Havana’s cultural calendar is full of visit-worthy events every month, with the more prestigious festivals taking place between October and April.
Jazz or ballet? Religious processions or fiery festivals? Cheap hotel deals or cool temperatures? You’ll be able to find something to fit your taste and budget throughout the year.
Lapped by the choppy waters of the Straits of Florida, Havana is always warm, but it hits a climatic peak during the northern hemisphere winter when the weather is dry and not too humid. This seasonal guide with month-by-month events can help you plan the best time for your visit to Havana.

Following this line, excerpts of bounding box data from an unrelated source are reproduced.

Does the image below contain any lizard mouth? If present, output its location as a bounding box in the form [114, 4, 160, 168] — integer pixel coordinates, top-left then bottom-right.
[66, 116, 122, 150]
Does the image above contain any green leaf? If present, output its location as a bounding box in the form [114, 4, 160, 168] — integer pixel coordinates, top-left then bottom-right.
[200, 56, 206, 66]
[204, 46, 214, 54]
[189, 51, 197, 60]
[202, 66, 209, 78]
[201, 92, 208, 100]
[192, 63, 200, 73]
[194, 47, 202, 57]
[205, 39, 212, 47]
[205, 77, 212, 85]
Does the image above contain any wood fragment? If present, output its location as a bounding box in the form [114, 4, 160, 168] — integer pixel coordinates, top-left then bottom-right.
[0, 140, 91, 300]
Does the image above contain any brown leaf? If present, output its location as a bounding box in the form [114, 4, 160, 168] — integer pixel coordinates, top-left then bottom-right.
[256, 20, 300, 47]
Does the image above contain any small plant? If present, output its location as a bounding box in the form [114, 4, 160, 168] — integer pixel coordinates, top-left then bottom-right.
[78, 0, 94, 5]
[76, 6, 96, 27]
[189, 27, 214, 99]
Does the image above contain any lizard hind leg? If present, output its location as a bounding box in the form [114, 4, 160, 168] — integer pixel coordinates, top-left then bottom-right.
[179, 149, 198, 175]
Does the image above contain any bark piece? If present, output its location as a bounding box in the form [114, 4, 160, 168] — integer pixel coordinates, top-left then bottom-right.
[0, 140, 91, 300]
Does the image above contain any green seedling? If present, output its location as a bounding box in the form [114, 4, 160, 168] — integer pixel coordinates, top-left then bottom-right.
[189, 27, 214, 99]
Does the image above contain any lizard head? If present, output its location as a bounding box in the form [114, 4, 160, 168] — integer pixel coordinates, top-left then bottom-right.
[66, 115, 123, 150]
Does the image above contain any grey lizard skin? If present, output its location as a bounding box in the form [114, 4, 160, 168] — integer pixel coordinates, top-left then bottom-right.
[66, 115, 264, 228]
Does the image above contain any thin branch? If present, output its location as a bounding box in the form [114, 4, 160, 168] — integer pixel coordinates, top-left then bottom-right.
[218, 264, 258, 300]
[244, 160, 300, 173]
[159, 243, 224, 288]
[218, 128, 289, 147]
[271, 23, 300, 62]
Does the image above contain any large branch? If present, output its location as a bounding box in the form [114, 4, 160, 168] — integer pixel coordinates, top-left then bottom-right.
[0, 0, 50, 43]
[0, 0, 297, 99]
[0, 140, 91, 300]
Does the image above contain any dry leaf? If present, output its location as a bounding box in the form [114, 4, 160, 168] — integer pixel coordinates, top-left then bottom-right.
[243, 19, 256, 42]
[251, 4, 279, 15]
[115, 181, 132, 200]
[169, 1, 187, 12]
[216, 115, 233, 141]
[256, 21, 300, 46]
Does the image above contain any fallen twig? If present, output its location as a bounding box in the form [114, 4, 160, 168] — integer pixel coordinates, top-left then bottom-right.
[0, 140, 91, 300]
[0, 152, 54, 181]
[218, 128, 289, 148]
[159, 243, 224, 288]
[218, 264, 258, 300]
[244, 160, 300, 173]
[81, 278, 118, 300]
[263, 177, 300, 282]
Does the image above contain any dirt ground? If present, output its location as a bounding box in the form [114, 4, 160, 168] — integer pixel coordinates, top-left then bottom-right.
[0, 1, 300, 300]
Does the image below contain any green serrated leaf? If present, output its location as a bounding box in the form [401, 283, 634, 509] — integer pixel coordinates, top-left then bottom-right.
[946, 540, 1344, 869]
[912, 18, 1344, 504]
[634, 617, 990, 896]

Make the most out of every adventure with help from our weekly newsletter delivered to your inbox. Every month in Havana sees a colorful celebration or event © Kamira / Shutterstock
November to March, July and August are the best times for beaches
Havana’s high season stretches from November to March when hordes of tourists from Europe and Canada flee the snow and freezing temperatures and decamp to Cuba. While many head to the all-inclusive resorts that line the north coast, a good proportion spend at least part of their time in Havana.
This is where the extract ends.